The criminals receive kickbacks from the sometimes-legitimate, sometimes-shady
intermediaries for each ad clicked. The clicks are "ghost clicks" in
that they are not triggered by a human, but instead by the botnet. That's
exactly what Flashback.K does, said Symantec. After worming its way onto a Mac
via an exploit of a since-patched Java vulnerability, Flashback.K loads an
ad-clicking component into Apple's Safari, Google's Chrome and Mozilla's
Firefox browsers. "Flashback specifically targets search queries made on
Google and, depending on the search query, may redirect users to another page
of the attacker's choosing, where they receive revenue from the click,"
said Symantec. "Google never receives the intended ad click." In one
code snippet shown by Symantec, a hijacked ad based on the user searching for
"toys" would generate $0.008 per click, meaning that 1,000 clicks
would earn the hackers $8, 10,000 clicks $80, and so on.
The
Flashback gang is still earning this fraudulent revenue, even though much of
the botnet has been "sinkholed" by Symantec and other antivirus
companies, said Vikram Thakur, principal security response manager at Symantec.

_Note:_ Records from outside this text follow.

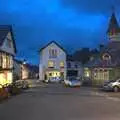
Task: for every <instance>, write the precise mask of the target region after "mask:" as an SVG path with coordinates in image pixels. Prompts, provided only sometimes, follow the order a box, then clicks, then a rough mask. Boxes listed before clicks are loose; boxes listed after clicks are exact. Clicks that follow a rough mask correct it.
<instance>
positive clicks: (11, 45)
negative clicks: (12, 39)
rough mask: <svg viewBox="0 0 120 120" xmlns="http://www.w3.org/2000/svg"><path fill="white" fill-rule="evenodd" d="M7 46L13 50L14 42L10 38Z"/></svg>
mask: <svg viewBox="0 0 120 120" xmlns="http://www.w3.org/2000/svg"><path fill="white" fill-rule="evenodd" d="M6 45H7V46H8V47H9V48H11V47H12V40H11V39H9V38H7V43H6Z"/></svg>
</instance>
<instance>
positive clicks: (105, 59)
mask: <svg viewBox="0 0 120 120" xmlns="http://www.w3.org/2000/svg"><path fill="white" fill-rule="evenodd" d="M110 59H111V56H110V55H109V54H108V53H105V54H104V55H103V60H110Z"/></svg>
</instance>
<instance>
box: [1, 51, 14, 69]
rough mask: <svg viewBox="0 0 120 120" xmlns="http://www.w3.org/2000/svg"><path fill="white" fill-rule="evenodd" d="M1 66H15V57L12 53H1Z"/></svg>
mask: <svg viewBox="0 0 120 120" xmlns="http://www.w3.org/2000/svg"><path fill="white" fill-rule="evenodd" d="M0 61H1V62H0V63H1V66H2V68H12V67H13V58H12V56H10V55H7V54H5V53H1V60H0Z"/></svg>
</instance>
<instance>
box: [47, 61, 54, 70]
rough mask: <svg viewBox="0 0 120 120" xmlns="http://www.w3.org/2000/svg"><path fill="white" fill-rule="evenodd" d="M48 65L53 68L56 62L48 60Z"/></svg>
mask: <svg viewBox="0 0 120 120" xmlns="http://www.w3.org/2000/svg"><path fill="white" fill-rule="evenodd" d="M48 67H49V68H53V67H54V62H53V61H51V60H50V61H48Z"/></svg>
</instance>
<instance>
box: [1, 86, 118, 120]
mask: <svg viewBox="0 0 120 120" xmlns="http://www.w3.org/2000/svg"><path fill="white" fill-rule="evenodd" d="M0 120H120V101H119V100H115V99H110V98H109V97H108V96H104V94H102V93H98V92H97V91H96V90H94V89H91V88H84V87H82V88H64V87H63V86H62V85H56V84H52V85H48V86H47V87H37V88H32V89H29V90H27V91H25V93H23V94H21V95H18V96H15V97H13V98H10V99H9V100H7V101H5V102H4V103H2V104H0Z"/></svg>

By registering as many potential command-and-control (C&C) domains used by
the malware to receive instructions, security researchers prevent orders from
reaching the infected Macs. The commands fall down a metaphoric
"sinkhole" instead. But in an interview today, Thakur confirmed that
Flashback-infected Macs, even those that have been sinkholed by security firms,
continue to produce revenue for the hackers. "They're still making
money," said Thakur, explaining that the ad-clicking component
communicates to different C&C servers whose IP addresses are hard-coded
into the malware. Those servers have not been sinkholed. "In fact, they're
making a lot of money.
Mac
owners running either OS X 10.7 or 10.6 -- Lion and Snow Leopard, respectively
-- can protect themselves from Flashback attacks by updating Java using their
machines' Software Update tool. Because Apple has stopped shipping security
updates for older editions -- OS X 10.5, or Leopard, and its predecessors --
those users must disable Java in their browsers. About 18% of Mac owners ran
Leopard or earlier on their systems last month, according to the most recent
statistics from Internet metrics company Net Applications. However, Snow Leopard has been the most-infected OS X edition,
accounting for 63.4% of all Macs in the botnet. In its analysis of Flashback's
monetization strategy, Symantec also took a swipe at Apple for helping the
hackers. "Unfortunately for Mac users, there was a large window of
exposure since Apple's patch for this vulnerability was not available for
[seven] weeks," said Symantec. "This window of opportunity helped the
Flashback Trojan to infect Macs on a large scale ... [and] the Flashback
authors took advantage of the gap between Oracle and Apple's patches." Oracle
patched the Java bug on Feb. 14 for Windows and Linux users, but Apple, which
still maintains Java for OS X, didn't issue its update until April 3. Later this year, Oracle will release Java 7
for OS X; Mac users who upgrade to Java 7 will then receive security updates
directly from Oracle, not from Apple.